Well - but this is just it! Here is an example where literal understandings suffer a difficulty that deeper readings don’t. If we’re speaking of a literal tree, then indeed … why?

But if the tree of knowledge of good and evil (not to mention the tree of life - which shows up again in Revelation) represent significant things then one can begin to at least muse and reflect on why God would not just “remove it”. For example, yes - a good parent wouldn’t tempt their five year old child with chocolates while at the same time forbidding them from partaking; but, as the child comes of age, a good parent will learn to “let go” and not demand obedience in compulsary ways, in the hopes that as a child learns independence, they will hopefully learn to make their own good choices and honor their parents out of a sense of their own love and no longer because the parent compels.
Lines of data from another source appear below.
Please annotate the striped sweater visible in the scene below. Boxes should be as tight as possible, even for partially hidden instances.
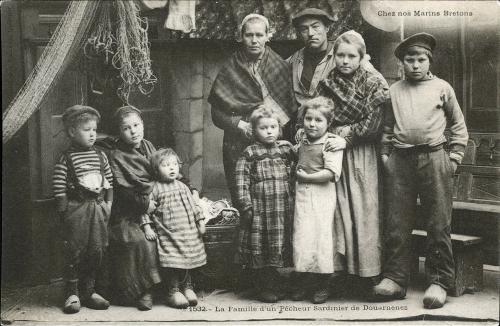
[52,147,113,197]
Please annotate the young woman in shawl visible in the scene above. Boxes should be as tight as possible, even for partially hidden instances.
[110,106,197,310]
[208,14,297,203]
[320,31,389,296]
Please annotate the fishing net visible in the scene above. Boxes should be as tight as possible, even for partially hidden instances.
[2,0,157,143]
[2,1,100,144]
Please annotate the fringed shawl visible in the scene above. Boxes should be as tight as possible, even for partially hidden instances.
[320,67,389,141]
[110,140,155,194]
[208,47,297,116]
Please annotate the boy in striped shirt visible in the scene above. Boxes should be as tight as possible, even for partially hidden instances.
[53,105,113,313]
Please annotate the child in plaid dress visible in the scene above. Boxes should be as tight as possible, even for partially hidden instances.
[53,105,113,313]
[235,106,293,302]
[141,148,207,308]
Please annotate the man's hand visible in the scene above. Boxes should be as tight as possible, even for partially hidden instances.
[325,135,347,152]
[143,224,158,241]
[147,199,158,214]
[238,120,252,139]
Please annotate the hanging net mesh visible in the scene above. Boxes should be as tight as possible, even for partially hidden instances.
[2,0,101,144]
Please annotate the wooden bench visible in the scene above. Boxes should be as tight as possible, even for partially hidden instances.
[411,230,483,297]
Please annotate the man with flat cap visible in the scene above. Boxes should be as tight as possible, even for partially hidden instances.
[288,8,335,104]
[374,33,468,309]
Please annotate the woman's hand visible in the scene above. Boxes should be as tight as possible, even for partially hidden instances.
[382,154,389,170]
[196,220,207,236]
[451,160,458,174]
[325,135,347,152]
[240,209,253,229]
[147,199,158,214]
[297,168,309,182]
[143,224,158,241]
[295,128,304,144]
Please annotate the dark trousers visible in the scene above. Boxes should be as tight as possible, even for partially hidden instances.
[222,131,251,208]
[383,146,455,289]
[162,268,193,294]
[222,119,295,208]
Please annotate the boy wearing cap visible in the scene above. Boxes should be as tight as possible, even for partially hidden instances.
[53,105,113,313]
[374,33,468,309]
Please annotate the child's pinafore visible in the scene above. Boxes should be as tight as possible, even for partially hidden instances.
[293,134,343,273]
[151,180,207,269]
[236,141,293,268]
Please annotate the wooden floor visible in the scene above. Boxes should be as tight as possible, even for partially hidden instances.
[1,266,500,326]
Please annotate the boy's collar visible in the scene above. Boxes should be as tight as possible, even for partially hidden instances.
[69,142,94,152]
[406,70,436,83]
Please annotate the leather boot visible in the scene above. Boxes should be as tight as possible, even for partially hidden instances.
[291,272,307,301]
[167,268,189,309]
[424,284,446,309]
[258,268,278,303]
[182,271,198,306]
[137,290,153,311]
[311,274,330,304]
[63,280,81,314]
[167,288,189,309]
[371,278,406,301]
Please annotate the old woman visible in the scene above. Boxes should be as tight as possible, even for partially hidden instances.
[208,14,297,203]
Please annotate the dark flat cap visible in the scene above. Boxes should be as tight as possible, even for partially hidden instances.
[394,33,436,59]
[62,104,101,125]
[292,8,335,26]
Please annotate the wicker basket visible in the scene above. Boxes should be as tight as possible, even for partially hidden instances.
[196,224,238,289]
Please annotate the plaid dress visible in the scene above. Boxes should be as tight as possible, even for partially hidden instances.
[235,141,293,268]
[151,180,207,269]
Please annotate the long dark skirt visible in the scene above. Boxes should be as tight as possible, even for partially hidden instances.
[109,220,161,305]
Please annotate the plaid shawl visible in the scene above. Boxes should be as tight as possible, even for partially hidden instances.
[320,67,389,142]
[208,46,297,120]
[110,139,155,194]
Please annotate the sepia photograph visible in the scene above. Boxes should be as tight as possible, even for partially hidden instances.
[0,0,500,325]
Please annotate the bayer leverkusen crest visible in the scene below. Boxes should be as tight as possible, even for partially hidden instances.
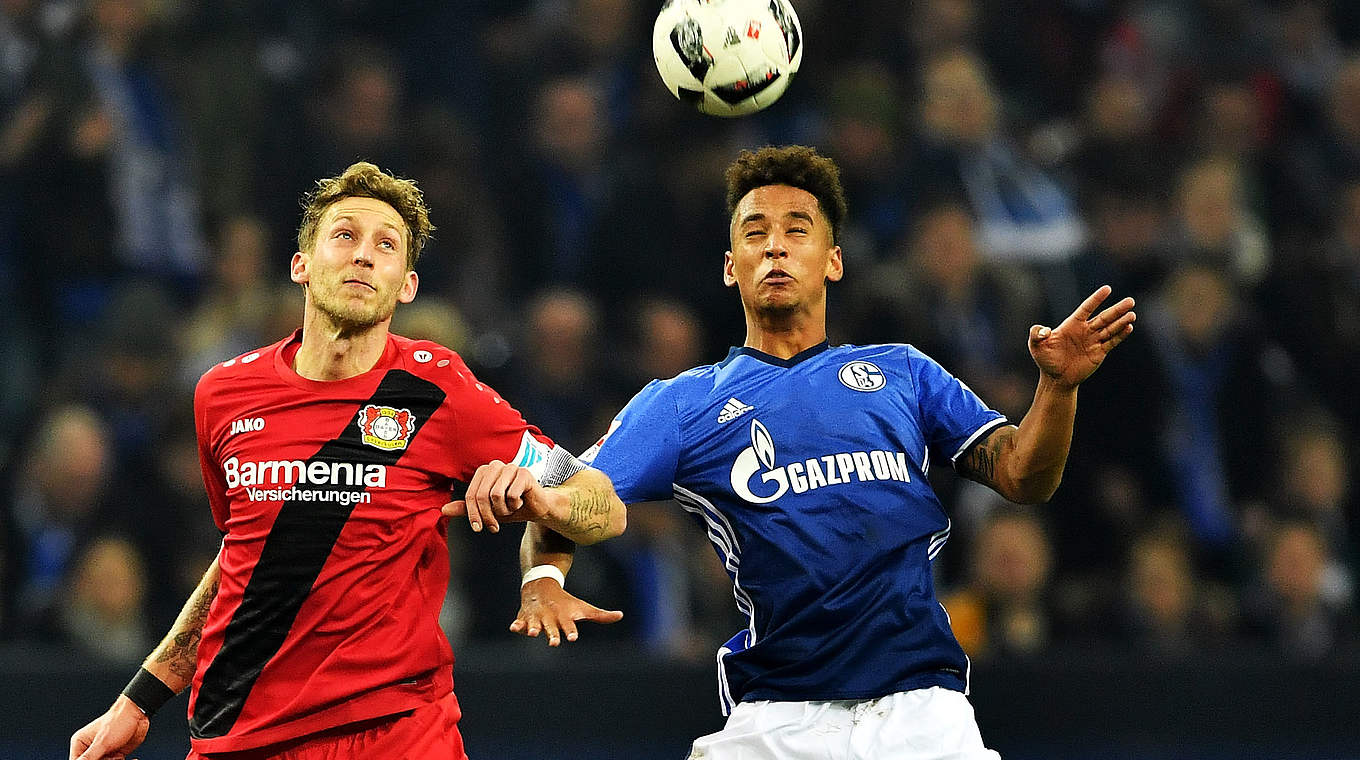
[359,404,416,451]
One might then ask, “why should a parent ever ‘let go’? Because wouldn’t that be just like placing unecessary temptations in front of their child?” But we can see in this case why such a thing is needed. One does not do their growing children any favors by trying to maintain a protective moral bubble around them all the way up into their adolescent and young-adult years. And those families that do attempt that - it almost never ends well. True love only exists when it is freely given (or given back) - it can never be coerced or compelled. I think God wants true love from us.

It isn’t a perfect analogy, of course, - we are never independent of God, and God is never really “letting us go” in the sense of abandoning us. But it may help us see how examples do exist of what the tree of knowledge could stand for. Other examples could be volunteered as well.